I am implementing a CUDA kernel for matrix multiplication, with the intention of using it for back propagation in neural networks, meaning dL_dX = np.dot(dL_dY, self.weights.T)
will be performed very often.
If I need to transpose a matrix, I was wondering if it's bad practice to transpose from the GPU matrix_multiplication_gpu[blocks_per_grid, threads_per_block](A_gpu, B_gpu.T)
and whether it would be better to transpose the matrix in the CPU first, and then move/"cache" the result to GPU cuda.to_device(A.T)
. Interestingly, moving the array to the GPU %timeit cuda.to_device(A.T)
is much faster 2.41 ms ± 145 µs
than transposing the array within the GPU.
Numba gpu array transpose runs a GPU kernel. That is why it is slow compared to numpy, which will generally just change the strides and not touch the underlying data.
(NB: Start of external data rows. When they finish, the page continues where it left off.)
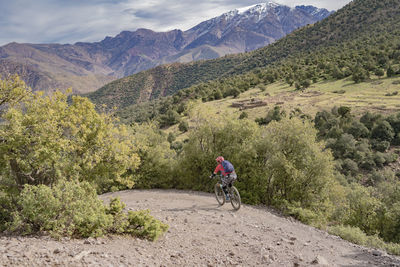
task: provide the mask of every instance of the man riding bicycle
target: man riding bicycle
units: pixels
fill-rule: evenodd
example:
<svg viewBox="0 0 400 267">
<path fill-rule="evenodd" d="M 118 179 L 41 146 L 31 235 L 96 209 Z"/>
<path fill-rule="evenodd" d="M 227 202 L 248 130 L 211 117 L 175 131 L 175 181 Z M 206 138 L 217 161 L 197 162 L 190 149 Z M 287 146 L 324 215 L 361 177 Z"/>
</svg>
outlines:
<svg viewBox="0 0 400 267">
<path fill-rule="evenodd" d="M 226 200 L 229 201 L 227 186 L 231 187 L 233 182 L 237 179 L 235 168 L 233 167 L 232 163 L 225 160 L 222 156 L 218 156 L 215 160 L 217 161 L 218 165 L 211 174 L 210 178 L 214 178 L 218 172 L 221 172 L 222 189 L 224 190 Z"/>
</svg>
The canonical way to perform a dot product involving a transposed matrix or matrices (dating back to the origins of Linpack and BLAS) is to change the algorithm to handle reading the input in a transposed order rather than actually transposing the input data prior to performing the product operation.